Terrorism is political theater; the terrorists want the public to watch their horrific acts and to fear what’s coming next. That’s likely why so many Hamas attackers wore GoPro cameras and videotaped their murderous behavior. But their monstrous activities were in service of a political goal—to force an overreaction by Israel that causes misery for a civilian population where Hamas hides and operates. This can generate new recruits, propaganda, and support—diplomatic and financial—from allies in the region and further abroad.

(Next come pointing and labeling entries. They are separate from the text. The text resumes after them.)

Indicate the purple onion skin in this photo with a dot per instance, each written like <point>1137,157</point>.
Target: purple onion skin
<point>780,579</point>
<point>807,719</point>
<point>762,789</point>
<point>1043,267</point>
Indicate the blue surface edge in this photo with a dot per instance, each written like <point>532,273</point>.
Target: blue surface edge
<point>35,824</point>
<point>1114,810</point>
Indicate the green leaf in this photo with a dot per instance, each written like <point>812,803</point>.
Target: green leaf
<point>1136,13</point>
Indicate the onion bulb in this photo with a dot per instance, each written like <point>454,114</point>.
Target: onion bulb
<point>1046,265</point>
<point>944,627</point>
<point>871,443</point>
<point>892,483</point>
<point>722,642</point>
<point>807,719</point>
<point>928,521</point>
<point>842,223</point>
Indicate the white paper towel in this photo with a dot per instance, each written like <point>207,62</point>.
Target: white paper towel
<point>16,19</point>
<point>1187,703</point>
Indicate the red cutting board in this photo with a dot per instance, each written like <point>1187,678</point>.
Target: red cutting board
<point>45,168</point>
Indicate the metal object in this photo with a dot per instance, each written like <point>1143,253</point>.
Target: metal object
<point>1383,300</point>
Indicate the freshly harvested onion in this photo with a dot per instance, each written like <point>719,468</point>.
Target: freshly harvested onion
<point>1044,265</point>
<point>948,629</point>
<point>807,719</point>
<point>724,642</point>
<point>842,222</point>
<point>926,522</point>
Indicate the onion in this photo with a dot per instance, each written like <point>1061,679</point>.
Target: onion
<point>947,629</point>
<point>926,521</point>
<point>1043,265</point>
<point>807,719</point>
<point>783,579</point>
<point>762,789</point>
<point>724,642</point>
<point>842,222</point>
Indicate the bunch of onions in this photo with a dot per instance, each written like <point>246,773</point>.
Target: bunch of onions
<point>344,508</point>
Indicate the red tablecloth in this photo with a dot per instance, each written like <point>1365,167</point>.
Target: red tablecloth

Hamas must be destroyed or at least neutered as a terrorist organization for this conflict to conclude. Sadly, without eliminating Hamas’s leadership outside of Gaza and cutting off its regional financial lifelines, the goal of decisively crushing the group once and for all will remain out of reach. After this round of war ends, there will remain aggrieved Gazans looking to commit violence against Israel, buttressed by an Islamist ideology to justify murderous actions. There will also continue to be enough money and direction from outside of the Strip. Thus, the conflict in Gaza will likely burn on, ebbing and flowing as it has done for years, no matter the outcome of Israel’s current military operation.